[GLUTEN-9456][VL] Add custom direct buffered input#11452
Conversation
|
|
||
| namespace gluten { | ||
|
|
||
| class GlutenDirectBufferedInput : public facebook::velox::dwio::common::BufferedInput { |
There was a problem hiding this comment.
Can we extend from DirectBufferedInput and only overwrite the function we need?
There was a problem hiding this comment.
We cannot do that if we want to clear the requests_, because it is private in the DirectBufferedInput.
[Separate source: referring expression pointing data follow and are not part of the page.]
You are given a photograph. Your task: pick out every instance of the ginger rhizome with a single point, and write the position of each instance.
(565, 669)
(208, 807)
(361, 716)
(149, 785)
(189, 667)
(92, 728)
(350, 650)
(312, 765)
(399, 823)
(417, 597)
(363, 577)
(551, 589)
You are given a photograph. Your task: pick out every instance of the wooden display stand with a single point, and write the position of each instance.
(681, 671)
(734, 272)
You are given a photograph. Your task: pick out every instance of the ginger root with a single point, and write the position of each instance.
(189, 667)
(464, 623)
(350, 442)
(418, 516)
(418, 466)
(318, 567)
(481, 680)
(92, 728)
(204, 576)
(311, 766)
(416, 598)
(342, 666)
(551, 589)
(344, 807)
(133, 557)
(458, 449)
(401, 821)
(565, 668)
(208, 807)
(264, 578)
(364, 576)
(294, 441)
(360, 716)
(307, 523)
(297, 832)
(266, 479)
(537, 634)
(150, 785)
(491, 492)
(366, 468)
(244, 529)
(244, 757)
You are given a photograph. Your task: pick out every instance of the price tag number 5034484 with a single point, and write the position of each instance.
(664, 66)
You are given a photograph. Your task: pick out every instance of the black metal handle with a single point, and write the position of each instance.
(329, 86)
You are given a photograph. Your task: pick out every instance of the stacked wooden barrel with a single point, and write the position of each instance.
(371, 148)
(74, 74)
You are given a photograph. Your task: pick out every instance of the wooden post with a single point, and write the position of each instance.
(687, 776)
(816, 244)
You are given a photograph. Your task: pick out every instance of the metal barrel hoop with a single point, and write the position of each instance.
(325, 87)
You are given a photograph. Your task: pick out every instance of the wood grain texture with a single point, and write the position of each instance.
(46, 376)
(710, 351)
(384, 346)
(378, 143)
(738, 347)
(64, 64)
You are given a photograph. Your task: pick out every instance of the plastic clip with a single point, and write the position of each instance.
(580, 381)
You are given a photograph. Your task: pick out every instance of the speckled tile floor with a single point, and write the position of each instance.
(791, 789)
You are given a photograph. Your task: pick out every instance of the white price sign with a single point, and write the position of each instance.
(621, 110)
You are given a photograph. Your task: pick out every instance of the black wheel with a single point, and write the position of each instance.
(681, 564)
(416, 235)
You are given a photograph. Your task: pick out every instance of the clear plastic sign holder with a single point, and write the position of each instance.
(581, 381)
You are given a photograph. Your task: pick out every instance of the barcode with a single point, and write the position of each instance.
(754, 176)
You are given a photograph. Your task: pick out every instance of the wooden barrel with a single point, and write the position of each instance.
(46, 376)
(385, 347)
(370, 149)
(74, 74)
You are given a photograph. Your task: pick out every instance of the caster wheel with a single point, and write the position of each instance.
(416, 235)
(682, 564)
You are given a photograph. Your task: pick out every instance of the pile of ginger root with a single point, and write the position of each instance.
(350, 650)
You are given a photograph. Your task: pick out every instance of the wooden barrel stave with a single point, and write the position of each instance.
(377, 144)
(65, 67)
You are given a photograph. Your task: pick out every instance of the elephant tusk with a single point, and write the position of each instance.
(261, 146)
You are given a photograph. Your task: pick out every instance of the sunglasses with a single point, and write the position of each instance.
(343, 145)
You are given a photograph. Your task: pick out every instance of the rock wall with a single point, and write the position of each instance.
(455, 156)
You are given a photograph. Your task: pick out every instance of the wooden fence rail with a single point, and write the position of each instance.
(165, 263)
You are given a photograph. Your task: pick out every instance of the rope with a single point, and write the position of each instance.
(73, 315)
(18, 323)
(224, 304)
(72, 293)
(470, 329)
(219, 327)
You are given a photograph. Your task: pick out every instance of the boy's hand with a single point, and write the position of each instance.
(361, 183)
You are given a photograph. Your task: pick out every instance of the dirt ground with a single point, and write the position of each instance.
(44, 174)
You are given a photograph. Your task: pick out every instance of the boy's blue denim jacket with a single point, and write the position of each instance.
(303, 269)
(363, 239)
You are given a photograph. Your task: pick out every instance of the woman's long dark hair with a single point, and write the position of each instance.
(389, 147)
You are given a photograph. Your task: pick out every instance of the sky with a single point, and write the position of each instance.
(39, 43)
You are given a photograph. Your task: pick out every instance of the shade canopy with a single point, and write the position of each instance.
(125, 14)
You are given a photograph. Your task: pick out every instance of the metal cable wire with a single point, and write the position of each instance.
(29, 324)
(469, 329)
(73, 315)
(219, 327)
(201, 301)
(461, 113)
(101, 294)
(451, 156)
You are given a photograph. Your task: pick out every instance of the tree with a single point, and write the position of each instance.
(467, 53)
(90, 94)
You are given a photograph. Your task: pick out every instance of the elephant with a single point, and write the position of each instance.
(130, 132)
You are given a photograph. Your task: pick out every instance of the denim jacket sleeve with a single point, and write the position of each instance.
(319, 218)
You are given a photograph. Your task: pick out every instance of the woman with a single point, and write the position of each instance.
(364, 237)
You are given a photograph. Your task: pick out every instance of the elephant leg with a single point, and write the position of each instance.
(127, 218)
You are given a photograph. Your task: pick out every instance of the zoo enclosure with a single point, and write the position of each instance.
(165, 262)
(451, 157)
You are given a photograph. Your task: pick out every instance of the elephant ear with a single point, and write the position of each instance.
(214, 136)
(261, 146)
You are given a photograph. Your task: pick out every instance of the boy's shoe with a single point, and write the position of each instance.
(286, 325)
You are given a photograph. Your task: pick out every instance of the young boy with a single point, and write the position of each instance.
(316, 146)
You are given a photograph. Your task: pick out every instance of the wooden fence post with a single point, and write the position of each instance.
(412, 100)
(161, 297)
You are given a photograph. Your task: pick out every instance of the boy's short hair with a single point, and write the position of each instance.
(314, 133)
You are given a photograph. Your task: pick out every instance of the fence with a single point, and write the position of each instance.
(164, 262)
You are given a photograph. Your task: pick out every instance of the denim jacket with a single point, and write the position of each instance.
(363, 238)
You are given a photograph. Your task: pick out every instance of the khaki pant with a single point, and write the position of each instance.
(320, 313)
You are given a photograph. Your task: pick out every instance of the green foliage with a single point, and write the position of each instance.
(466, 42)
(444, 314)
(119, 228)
~GlutenDirectBufferedInput() override {
requests_.clear();
for (auto& load : coalescedLoads_) {
if (load->state() == facebook::velox::cache::CoalescedLoad::State::kLoading) {
folly::SemiFuture<bool> waitFuture(false);
if (!load->loadOrFuture(&waitFuture)) {
auto& exec = folly::QueuedImmediateExecutor::instance();
std::move(waitFuture).via(&exec).wait();
}
}
load->cancel();
}
coalescedLoads_.clear();
}
There was a problem hiding this comment.
Let's merge this PR firstly, but submit a PR to Velox to change them as protect and other related changes.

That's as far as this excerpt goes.